Macadamia Nut-Crusted Swordfish Recipe – Crispy Swordfish with Mango Avocado
Macadamia Nut-Crusted Swordfish Recipe
This macadamia nut-crusted swordfish recipe pairs rich, buttery fish with a crisp nutty crust and a vibrant mango avocado salsa. Featured on Fish the Dish with host Spencer Watts, this dish brings together tropical flavours, fresh citrus, and crunchy texture for a balanced and restaurant-quality seafood meal that’s easy to prepare at home.
The Inspiration
Inspired by tropical coastal cuisine, this dish celebrates the natural richness of swordfish while enhancing it with bright, fresh ingredients. Macadamia nuts, known for their buttery texture, create a golden crust that complements the firm, meaty structure of swordfish.
Spencer Watts balances this richness with a refreshing mango salsa that includes creamy avocado, zesty lime, and a touch of heat from jalapeño. The combination delivers contrast in every bite—crispy and tender, rich and fresh—making this dish both vibrant and satisfying.
Ingredients
Crusted Swordfish
- Four 6 oz (170 g) Swordfish fillets
- ¼ cup (60 ml) Macadamia nuts
- 1 tsp (5 ml) Orange zest
- ¼ cup (60 ml) Panko flakes (Japanese breadcrumbs)
- Salt and pepper
- 2 Tbsp (30ml) Olive oil (for drizzling fish)

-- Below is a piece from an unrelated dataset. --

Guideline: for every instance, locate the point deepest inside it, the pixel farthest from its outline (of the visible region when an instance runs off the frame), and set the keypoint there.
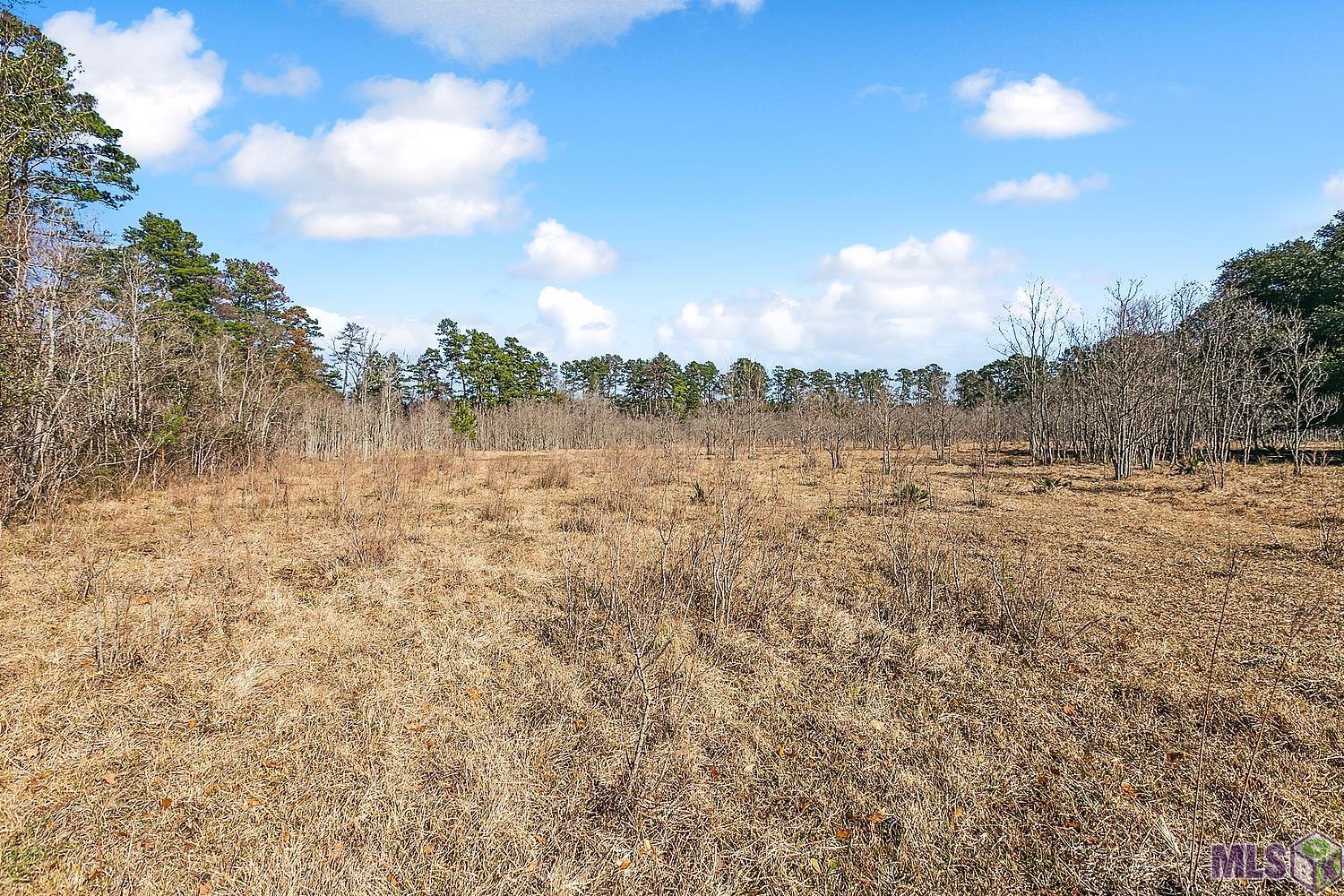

- 1 Tbsp (15ml) Canola oil (for pan)
- ½ cup (113 g) Unsalted butter, softened
Mango Salsa
- 2 Avocado cut into cubes
- ½ Red onion finely diced
- 2 Tbsp (30ml) Fresh Jalapeño chopped
- ½ Mango diced
- 2 Tbsp (30ml) Cilantro chopped
- 1 Lime, juice only
- Salt
- 2 Tbsp (30ml) Oil
- Salt to taste
Methods
- Prepare salsa. Dice and combine avocado, red onion, jalapeño, mango, and cilantro. Squeeze in lime juice, sprinkle in salt, drizzle oil, and stir all together.
- Add macadamia nuts, orange zest, panko, salt, and pepper to a food processor, and pulse. Make sure there are no large chunks of nuts. Spread nut mixture over a plate. Season swordfish, and drizzle oil on top. Lay swordfish in nut mixture and press down to ensure nuts stick to fish.
- Add canola oil and butter to a heated pan. As butter melts, lay swordfish in pan. Cook for 1 minute, turning once and cook for another 3 minutes. Spoon pan juices over fish.
- Remove fish from pan and plate with mango salsa on top.
Serving Suggestions
This macadamia crusted swordfish recipe is perfect for summer dinners, outdoor entertaining, or when you want a fresh, tropical-inspired meal. Serve the fish hot with a generous spoonful of mango salsa on top, allowing the juices from the salsa to mingle with the buttery crust.
Pair this dish with coconut rice, grilled vegetables, or a light quinoa salad for a complete meal. A crisp white wine such as Sauvignon Blanc or a tropical cocktail like a mojito complements the bright citrus and fruit flavours beautifully. For a non-alcoholic option, sparkling water with lime or mango juice works perfectly.
Final Thoughts
This macadamia crusted swordfish recipe is a perfect balance of richness and freshness. The buttery, nut-crusted fish contrasts beautifully with the bright, zesty mango avocado salsa, creating a dish that feels both indulgent and refreshing.
Spencer Watts demonstrates how simple techniques and bold ingredients can transform everyday seafood into something memorable. Whether you’re cooking for guests or enjoying a special meal at home, this dish delivers vibrant flavour, texture, and a touch of tropical flair in every bite.